4. A method as said forth in claim 1 and claim 3, said the oxidation furnace is equipped with bean and charging system for fluxes addition and system of reaction gases evacuation to the stack.

5. A method as said forth in claim 1 and claim 3, said oxidized copper and slag flows downwards creating after phase separation two layers on the furnace hearth. Slag and copper are evacuated through siphon and tapping hole. Optionally, the oxidized copper can be tapped out together and the separation can be carried out in a launder-settler.

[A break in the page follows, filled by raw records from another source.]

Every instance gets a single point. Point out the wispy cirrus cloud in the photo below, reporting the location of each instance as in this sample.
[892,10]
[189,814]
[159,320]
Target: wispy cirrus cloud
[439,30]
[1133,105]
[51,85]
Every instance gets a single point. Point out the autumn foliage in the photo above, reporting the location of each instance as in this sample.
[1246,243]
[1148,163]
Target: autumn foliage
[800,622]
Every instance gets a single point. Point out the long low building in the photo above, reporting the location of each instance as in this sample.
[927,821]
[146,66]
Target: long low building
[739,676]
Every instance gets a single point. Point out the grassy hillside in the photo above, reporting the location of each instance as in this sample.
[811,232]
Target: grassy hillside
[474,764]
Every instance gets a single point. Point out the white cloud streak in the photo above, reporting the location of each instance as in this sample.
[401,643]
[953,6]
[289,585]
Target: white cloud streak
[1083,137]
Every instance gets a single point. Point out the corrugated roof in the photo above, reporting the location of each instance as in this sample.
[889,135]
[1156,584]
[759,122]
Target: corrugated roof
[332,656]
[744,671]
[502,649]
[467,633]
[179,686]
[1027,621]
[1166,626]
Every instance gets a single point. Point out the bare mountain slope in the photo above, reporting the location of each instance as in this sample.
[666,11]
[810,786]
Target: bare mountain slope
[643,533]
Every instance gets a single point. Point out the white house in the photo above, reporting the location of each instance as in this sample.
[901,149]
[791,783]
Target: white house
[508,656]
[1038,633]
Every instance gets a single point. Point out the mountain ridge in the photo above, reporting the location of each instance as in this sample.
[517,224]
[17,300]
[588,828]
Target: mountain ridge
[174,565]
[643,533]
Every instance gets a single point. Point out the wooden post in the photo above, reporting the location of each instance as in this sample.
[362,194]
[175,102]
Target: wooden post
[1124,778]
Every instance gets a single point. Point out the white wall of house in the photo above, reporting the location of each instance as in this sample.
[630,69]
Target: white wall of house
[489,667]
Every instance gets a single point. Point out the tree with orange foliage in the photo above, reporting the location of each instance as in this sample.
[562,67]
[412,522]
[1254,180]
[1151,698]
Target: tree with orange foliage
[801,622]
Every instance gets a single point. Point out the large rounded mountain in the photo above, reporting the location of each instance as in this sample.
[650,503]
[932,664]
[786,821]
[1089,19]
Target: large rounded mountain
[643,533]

A method as said forth in claim 1, wherein in step (e) said reduction furnace is a vertical, cylindrical or rectangular furnace made of steel shell and refractories, equipped with tuyeres injecting air or the mix of fuel and air. The furnace has siphon or inclined tapping hole for continuous evacuation of reduced copper. The furnace is filled by packed bed of charcoal grains, or coke grains of low sulphur content, size of 2 - 100 mm in diameter.